Rosacea is a common inflammatory facial skin condition. In fact it may affect up to 10% fair-skinned people of Northern European descent. People with rosacea often also report having digestive symptoms. So, could this be another condition showing a link between gut health and the skin?
Symptoms of rosacea
Symptoms usually occur in older people. Women are more likely to have rosacea than men. Easy facial flushing is the first symptom to appear. Which occurs more and more frequently until the redness is permanent. There are usually also spots and fine, spidery, red veins called telangiectasias. As well as stinging, burning, dryness or swelling of the skin.
Do we know what causes rosacea?
Over the years several causes have been considered. Such as the possibility of abnormal blood vessels or certain species of facial mites.
Scientists still don’t agree on the cause of rosacea, but there are some know trigger factors:
- sun exposure
- temperature changes
- emotional stress
- spicy foods
Many of these factors increase the production of free radicals (reactive oxygen species). Which in turn leads to inflammation.
We also know that stress affects the skin’s ability to protect itself against infections. Stress also exacerbates other skin conditions, such as atopic dermatitis and psoriasis.
Conventional treatment aims to control or manage symptoms. As well as avoiding known triggers. Typical medical treatments include topical creams and gels to reduce spots or redness. Or sometimes oral antibiotics as needed.

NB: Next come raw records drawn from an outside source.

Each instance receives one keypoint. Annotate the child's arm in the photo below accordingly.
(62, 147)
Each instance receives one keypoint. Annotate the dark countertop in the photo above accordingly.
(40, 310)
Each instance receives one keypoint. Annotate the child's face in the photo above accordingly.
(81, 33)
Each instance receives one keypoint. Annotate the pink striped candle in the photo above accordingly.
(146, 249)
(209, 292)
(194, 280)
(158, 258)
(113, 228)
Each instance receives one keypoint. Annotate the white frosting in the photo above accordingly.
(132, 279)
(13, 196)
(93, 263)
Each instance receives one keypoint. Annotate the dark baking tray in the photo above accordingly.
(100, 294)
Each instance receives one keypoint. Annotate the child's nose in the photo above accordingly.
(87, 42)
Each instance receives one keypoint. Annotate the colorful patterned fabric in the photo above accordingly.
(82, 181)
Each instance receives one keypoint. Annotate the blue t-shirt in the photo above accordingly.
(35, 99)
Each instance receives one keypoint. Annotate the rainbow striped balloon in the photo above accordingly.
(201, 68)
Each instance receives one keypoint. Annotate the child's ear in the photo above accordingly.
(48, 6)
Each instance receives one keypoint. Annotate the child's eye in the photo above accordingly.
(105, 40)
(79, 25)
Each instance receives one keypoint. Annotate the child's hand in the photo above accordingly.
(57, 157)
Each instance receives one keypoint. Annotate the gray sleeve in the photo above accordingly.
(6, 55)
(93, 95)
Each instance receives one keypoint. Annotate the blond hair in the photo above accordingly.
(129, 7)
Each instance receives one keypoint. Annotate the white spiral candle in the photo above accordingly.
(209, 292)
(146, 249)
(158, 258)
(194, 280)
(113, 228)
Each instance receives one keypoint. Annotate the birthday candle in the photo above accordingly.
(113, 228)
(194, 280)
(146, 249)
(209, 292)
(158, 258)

Laser or light therapy is one effective way to shrink the blood vessels and make them less visible. But these treatments can be expensive. What’s more they only address symptoms.
A genetic link?
Studies show that rosacea often occurs in people with autoimmune conditions such as type 1 diabetes, rheumatoid arthritis and coeliac disease. Leading many researchers to suggest a common genetic link.
The gut-skin connection
Small intestinal bacterial overgrowth (SIBO) is a condition I have discussed before. Recently, scientists found a higher prevalence of SIBO in people with rosacea. Along with the finding that clearing the SIBO improves the skin condition. Together this suggests that the gut microbiome may have a causal role in rosacea.
An unhealthy gut microbiome is linked with having a leaky gut. If the gut lining becomes leaky then toxins can leak into the bloodstream. Causing inflammation anywhere in the body, including the skin. A genetic predisposition may influence the area of the body that are affected.
Rosacea could be yet another condition that shows the importance of good gut health. If “all disease begins in the gut” as Hippocrates suggested thousands of years ago. Then improving gut health would seem the best place to start to improve the health of your whole body.